I suppose I’ll stop rambling now, as this post has somehow managed to include about 5 different subjects. HOPEFULLY, I won’t give up on the blog quite so quickly this time!

“I’m Sorry That I Almost Killed You”

Yeah, so that is how yesterday’s endo appointment started. He profusely apologized for the little mishap we had in December when he asked me to try Trulicity.

If you’ve ever heard of Trulicity or if you take a second to Google it, you will see that it is designed to treat Type 2. I know that, my doctor knows that, but he loves experimentation and apparently he has had other T1 patients have success with it.

I did not have success with it.

Trulicity is an injection whose effects last a week. When my doctor gave it to me, he said, “You might get a tiny bit nauseous but I don’t think it will really effect you.”

Que an entire week of almost constant nausea and vomiting. I would literally throw up anything I put in my mouth and I was living off of sips of Powerade.

My numbers were fantastic, but then I wasn’t eating anything so that’s not really surprising.

Before the week was up my mom had made several calls to my endo’s office and I was told I should not take my next Trulicity injection.

So yeah. I still love my endo, he’s just asked me to try some pill that I don’t remember the name of, and I’ll be back to see him in 4 weeks.

Also, shockingly, my A1C was 7.9, after three months of minimal management. I’m pretty surprised. Hopefully next time around we can improve that further.

“Diet” Coke

To me, ending up with a bloodsugar so high that I throw up feels like utter failure. The reason being I know I could have and should have been able to prevent it, and while feeling shitty about my failure to manage my disease properly, I also feel like utter shit.

Today was one of those days. I’m currently typing this out on my phone while sitting on the floor of my bathroom.

Really, this wasn’t entirely my fault. I went out to barbecue with some friends, and bolused for the various sauces that were on my meal of mainly meat. What I’m fairly sure happened was that I was given regular coke instead of diet and didn’t pick up on the difference. Otherwise, I’m not sure what else would have sent me up into the 400s. 

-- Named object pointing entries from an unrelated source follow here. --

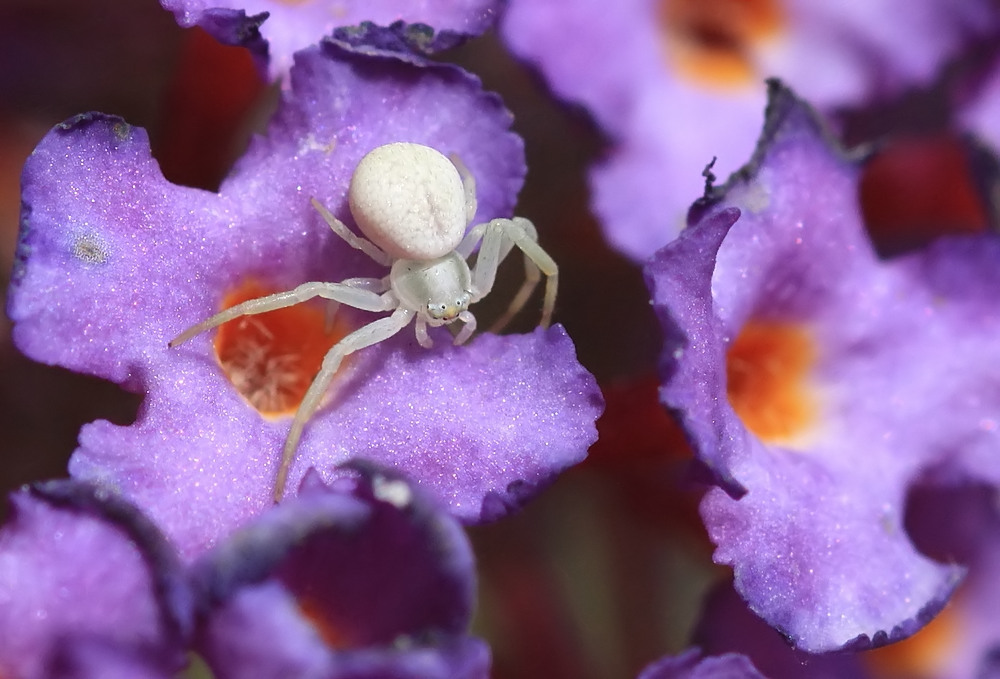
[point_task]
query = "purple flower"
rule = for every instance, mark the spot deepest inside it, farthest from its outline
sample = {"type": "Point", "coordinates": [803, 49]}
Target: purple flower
{"type": "Point", "coordinates": [956, 524]}
{"type": "Point", "coordinates": [279, 28]}
{"type": "Point", "coordinates": [691, 665]}
{"type": "Point", "coordinates": [114, 261]}
{"type": "Point", "coordinates": [86, 580]}
{"type": "Point", "coordinates": [684, 83]}
{"type": "Point", "coordinates": [369, 579]}
{"type": "Point", "coordinates": [818, 383]}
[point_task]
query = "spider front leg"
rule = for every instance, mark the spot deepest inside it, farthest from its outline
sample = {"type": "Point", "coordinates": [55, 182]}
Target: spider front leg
{"type": "Point", "coordinates": [498, 237]}
{"type": "Point", "coordinates": [366, 300]}
{"type": "Point", "coordinates": [356, 242]}
{"type": "Point", "coordinates": [365, 336]}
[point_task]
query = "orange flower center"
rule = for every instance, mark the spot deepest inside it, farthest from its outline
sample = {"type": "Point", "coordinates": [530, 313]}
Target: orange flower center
{"type": "Point", "coordinates": [711, 41]}
{"type": "Point", "coordinates": [272, 358]}
{"type": "Point", "coordinates": [766, 370]}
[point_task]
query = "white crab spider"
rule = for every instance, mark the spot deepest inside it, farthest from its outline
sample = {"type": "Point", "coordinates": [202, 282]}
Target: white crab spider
{"type": "Point", "coordinates": [414, 205]}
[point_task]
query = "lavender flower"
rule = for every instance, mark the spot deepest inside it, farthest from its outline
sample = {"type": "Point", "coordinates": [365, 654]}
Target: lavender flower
{"type": "Point", "coordinates": [819, 383]}
{"type": "Point", "coordinates": [675, 83]}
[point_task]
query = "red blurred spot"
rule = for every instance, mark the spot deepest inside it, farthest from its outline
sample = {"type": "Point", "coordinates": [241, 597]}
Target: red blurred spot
{"type": "Point", "coordinates": [766, 370]}
{"type": "Point", "coordinates": [272, 358]}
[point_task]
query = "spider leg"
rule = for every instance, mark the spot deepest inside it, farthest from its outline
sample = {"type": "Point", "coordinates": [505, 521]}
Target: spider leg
{"type": "Point", "coordinates": [356, 242]}
{"type": "Point", "coordinates": [365, 336]}
{"type": "Point", "coordinates": [365, 300]}
{"type": "Point", "coordinates": [499, 236]}
{"type": "Point", "coordinates": [468, 327]}
{"type": "Point", "coordinates": [377, 285]}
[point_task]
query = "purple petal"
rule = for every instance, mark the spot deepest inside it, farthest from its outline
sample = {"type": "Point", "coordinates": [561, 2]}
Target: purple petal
{"type": "Point", "coordinates": [290, 27]}
{"type": "Point", "coordinates": [691, 665]}
{"type": "Point", "coordinates": [113, 261]}
{"type": "Point", "coordinates": [667, 115]}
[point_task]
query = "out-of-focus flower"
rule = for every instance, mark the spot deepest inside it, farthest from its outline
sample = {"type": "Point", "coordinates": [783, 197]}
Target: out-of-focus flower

Either way, I should have been keeping a closer eye on my CGM. It beeped at me midway through the meal saying I was high, at 165 or something like that. I assumed it was a bit of a spike from the food because I hadn’t bolused quite fast enough. No big deal, right? Kept enjoying my night with friends.

A couple hours later, I get home and my CGM buzzes at me, saying “OVER 400”.

I don’t know what I’m trying to say here really. I don’t feel good and I feel defeated by diabetes and cursed by that stupid coke.

I’m not trying to be bitter or mopey here really, I know that I’ll be back down soon (my CGM now says I’m 268 with two down arrows) and I’ll feel better. Sometimes shit happens, and then it passes, and then everything is back to normal. Looking forward to being back to normal in the next couple hours here.

Sorry for my grumpy post today, I hope your day is going much better than mine.